Inside one of the model units (Photo: Kelly Marshall)

Brooklyn Tower has a total of 550 residences split between rentals (studios to two-bedrooms) and condos (studios to four-bedrooms). Fittingly, the rentals occupy the lower floors of the tower, while the condos sit above them, starting at 535 feet (163 m) above the sidewalk. All of the units were designed by Gachot Studios, while the lobby and public spaces in the podium were designed by Ninivaggi from Woods Bagot. A highlight of the latter’s contributions is the lobby, a collaboration with Pasquarelli, where fluted columns, concave light fixtures, and fake dimes set into the coved ceiling by the elevators echo the tower’s 115-year-old neighbor. Even the custom couch designed by Ninivaggi features bolsters that could be likened to rolls of quarters or dimes. Not yet completed are the public areas and residential amenities in the podium, which will include a Life Time “luxurious athletic country club” and rooftop lap pools circling the Dime Savings Bank dome. Although the pools are a restricted amenity, Pasquarelli told me the space below the dome, while still to be determined, will definitely be publicly accessible. Good news: the “right” answer to my earlier queries.

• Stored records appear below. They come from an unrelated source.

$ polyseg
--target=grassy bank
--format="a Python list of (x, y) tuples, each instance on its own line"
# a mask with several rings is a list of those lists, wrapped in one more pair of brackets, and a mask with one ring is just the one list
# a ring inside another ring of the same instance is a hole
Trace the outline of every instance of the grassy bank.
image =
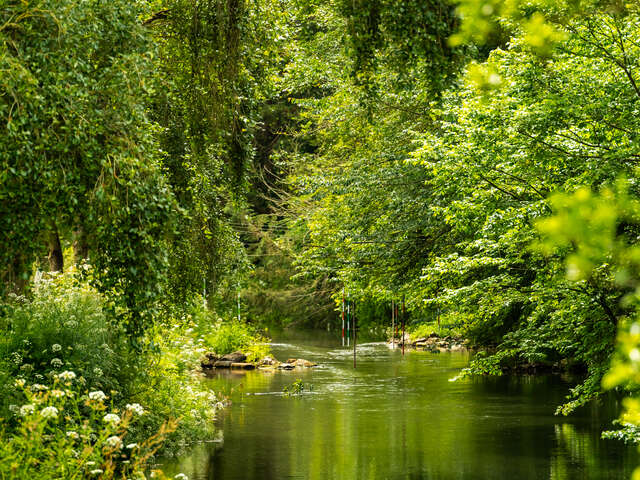
[(215, 433), (226, 401), (201, 381), (203, 353), (267, 353), (255, 331), (199, 302), (132, 348), (78, 278), (40, 279), (2, 307), (0, 478), (147, 478), (154, 455)]

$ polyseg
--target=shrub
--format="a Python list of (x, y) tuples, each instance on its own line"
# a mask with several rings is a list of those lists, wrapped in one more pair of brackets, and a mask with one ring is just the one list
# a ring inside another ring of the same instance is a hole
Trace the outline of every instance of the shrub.
[[(0, 478), (146, 478), (149, 459), (175, 423), (129, 443), (129, 430), (144, 409), (114, 408), (107, 394), (89, 392), (77, 380), (74, 372), (65, 371), (50, 384), (14, 383), (22, 402), (11, 408), (17, 425), (13, 434), (0, 433)], [(161, 472), (155, 476), (162, 477)]]
[[(14, 297), (5, 306), (0, 376), (42, 383), (73, 370), (80, 384), (121, 391), (129, 375), (122, 370), (128, 350), (103, 306), (103, 297), (73, 274), (47, 274), (35, 283), (31, 299)], [(3, 400), (6, 411), (11, 395)]]

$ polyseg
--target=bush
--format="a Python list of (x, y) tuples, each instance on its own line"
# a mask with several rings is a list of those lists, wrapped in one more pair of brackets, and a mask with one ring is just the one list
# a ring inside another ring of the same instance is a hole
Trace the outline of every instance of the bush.
[(225, 321), (201, 307), (194, 307), (187, 320), (201, 345), (218, 355), (241, 351), (249, 361), (257, 361), (270, 353), (267, 339), (248, 323)]
[[(146, 478), (149, 459), (175, 423), (164, 424), (143, 442), (128, 443), (144, 409), (137, 404), (114, 408), (108, 395), (90, 392), (77, 380), (65, 371), (47, 385), (14, 383), (14, 396), (23, 401), (11, 406), (12, 435), (0, 433), (0, 478)], [(162, 478), (161, 472), (154, 476)]]
[[(47, 275), (34, 285), (33, 297), (14, 297), (0, 320), (0, 377), (42, 383), (73, 370), (81, 385), (121, 391), (129, 372), (123, 332), (104, 311), (104, 299), (73, 274)], [(2, 396), (2, 411), (12, 399)], [(1, 413), (1, 412), (0, 412)]]

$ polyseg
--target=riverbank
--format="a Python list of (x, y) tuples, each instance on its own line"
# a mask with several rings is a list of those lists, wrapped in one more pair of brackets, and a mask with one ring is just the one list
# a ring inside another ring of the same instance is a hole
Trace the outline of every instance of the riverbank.
[[(638, 459), (633, 447), (600, 439), (615, 403), (569, 419), (553, 414), (572, 385), (559, 376), (451, 382), (469, 352), (407, 349), (402, 356), (364, 335), (354, 369), (353, 349), (341, 346), (339, 332), (285, 332), (274, 335), (271, 349), (275, 358), (319, 365), (214, 371), (205, 382), (232, 401), (216, 420), (221, 436), (160, 460), (167, 473), (190, 480), (595, 480), (627, 478)], [(293, 379), (312, 389), (287, 396)]]
[(215, 438), (227, 399), (203, 385), (200, 357), (243, 348), (259, 358), (269, 349), (254, 329), (199, 305), (163, 316), (136, 349), (110, 321), (105, 298), (71, 273), (5, 304), (0, 477), (147, 475), (155, 455)]

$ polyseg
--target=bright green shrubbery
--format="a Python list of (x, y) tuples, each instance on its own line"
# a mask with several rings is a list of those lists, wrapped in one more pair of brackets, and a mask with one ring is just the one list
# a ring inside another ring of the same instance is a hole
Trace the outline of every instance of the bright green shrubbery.
[(247, 360), (257, 361), (270, 352), (264, 335), (247, 323), (224, 321), (210, 312), (197, 310), (192, 325), (200, 343), (219, 355), (241, 351), (247, 354)]
[(202, 381), (202, 355), (268, 353), (202, 307), (166, 314), (136, 351), (105, 302), (70, 271), (0, 307), (0, 478), (145, 478), (151, 455), (215, 433), (226, 402)]
[(148, 460), (175, 422), (144, 441), (132, 440), (130, 430), (145, 409), (114, 407), (108, 394), (87, 390), (79, 378), (64, 371), (46, 384), (14, 382), (22, 402), (11, 405), (15, 428), (0, 441), (0, 478), (147, 478)]
[[(14, 297), (0, 317), (0, 358), (5, 380), (51, 381), (72, 369), (81, 385), (120, 394), (130, 382), (132, 360), (123, 332), (109, 322), (102, 296), (71, 274), (47, 275), (33, 296)], [(3, 382), (6, 386), (6, 382)], [(0, 412), (15, 397), (3, 391)]]

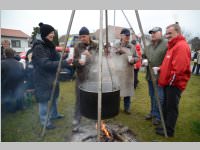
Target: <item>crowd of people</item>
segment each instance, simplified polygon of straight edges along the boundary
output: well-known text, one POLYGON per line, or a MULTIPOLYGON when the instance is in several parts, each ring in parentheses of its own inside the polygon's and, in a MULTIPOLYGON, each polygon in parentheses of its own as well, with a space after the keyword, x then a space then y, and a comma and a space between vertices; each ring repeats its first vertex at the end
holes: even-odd
MULTIPOLYGON (((54 83, 60 54, 55 50, 53 38, 55 29, 51 25, 39 23, 40 36, 32 43, 32 48, 27 53, 28 78, 32 81, 28 85, 34 88, 34 95, 39 107, 39 119, 42 126, 45 125, 48 113, 48 103, 53 86, 55 93, 50 109, 50 117, 46 128, 54 129, 52 119, 62 119, 64 115, 58 113, 57 103, 59 97, 59 80, 54 83), (30 75, 31 72, 31 75, 30 75)), ((190 79, 191 52, 188 43, 181 34, 179 24, 172 24, 166 28, 166 34, 160 27, 154 27, 149 31, 151 42, 143 50, 138 41, 130 41, 129 29, 122 29, 121 39, 113 45, 113 53, 122 63, 117 73, 120 86, 120 97, 124 101, 124 113, 131 114, 131 97, 137 90, 139 83, 138 72, 141 66, 146 68, 146 80, 150 97, 150 112, 145 116, 156 126, 156 134, 164 136, 161 126, 161 113, 158 104, 161 105, 167 135, 172 137, 175 133, 175 125, 178 117, 178 105, 183 90, 190 79), (130 59, 129 59, 130 56, 130 59), (154 82, 155 81, 155 84, 154 82), (158 93, 156 95, 156 92, 158 93)), ((14 50, 9 48, 9 43, 2 42, 1 49, 1 73, 2 73, 2 108, 10 109, 11 103, 16 101, 17 107, 22 107, 26 80, 22 64, 15 58, 14 50), (11 84, 12 83, 12 84, 11 84), (13 84, 15 83, 15 84, 13 84)), ((74 46, 74 58, 62 59, 61 68, 74 69, 76 71, 75 85, 75 111, 73 126, 81 122, 80 89, 78 88, 88 78, 88 70, 94 63, 94 57, 98 53, 98 44, 90 38, 90 32, 86 27, 79 31, 79 41, 74 46), (83 55, 85 59, 83 59, 83 55)), ((200 52, 195 55, 196 74, 199 74, 200 52)), ((194 72, 193 68, 192 72, 194 72)), ((12 112, 12 110, 11 110, 12 112)))

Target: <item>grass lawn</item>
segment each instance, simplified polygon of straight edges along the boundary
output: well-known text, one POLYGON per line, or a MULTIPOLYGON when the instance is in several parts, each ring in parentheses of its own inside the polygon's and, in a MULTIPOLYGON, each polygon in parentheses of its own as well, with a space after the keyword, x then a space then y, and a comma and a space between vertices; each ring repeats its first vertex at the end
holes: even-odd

Brooklyn Tower lobby (Photo: Adrian Gaut)

Before SHoP and JDS tackled Brooklyn Tower, the architect and developer collaborated on American Copper Buildings, two kinked towers near the East River linked by a skybridge with a swimming pool, and 111 West 57th Street, the skinniest of the five supertalls along Billionaires’ Row south of Central Park. The trio of JDS/SHoP projects are widely divergent in terms of massing, but they all share a departure from the all-glass norm that NYC and other cities are littered with from this century. The ACB pair aptly alternates windows with copper panels, while the all-glass north and south facades of 111 West 57th are bookended by custom terracotta panels. The “verticality and texture” of Brooklyn Tower are aided by stripes of blackened stainless steel, bronze, and copper in fluted, rounded, and triangular shapes.

Brooklyn Tower lobby (Photo: Adrian Gaut)

Brooklyn Tower’s metal and dark-glass facades, combined with the series of setbacks and crenelated spire, give the tower an appearance that could be described as Contemporary Gothic but which has drawn far too many “Eye of Sauron” comparisons. Eric P. Nash, in his new book Sky-High: A Critique of NYC’s Supertall Towers from Top to Bottom, is also less than kind to Brooklyn Tower, asserting that “the building could be plunked down in any sun-bleached American city from Atlanta to Dallas.” This writer is more positive, acknowledging the hold the Dime Savings Bank had on the architects but also seeing a debt to Ludwig Mies van der Rohe’s Seagram Building in the tower’s dark metal exterior, and echoes of the city’s early-20th-century skyscrapers in the tower’s asymmetrical setbacks. It is a brooding building that is hard to miss, sure, but it is very much of its place and considerably better than the spate of residential towers that have reshaped the NYC skyline this century.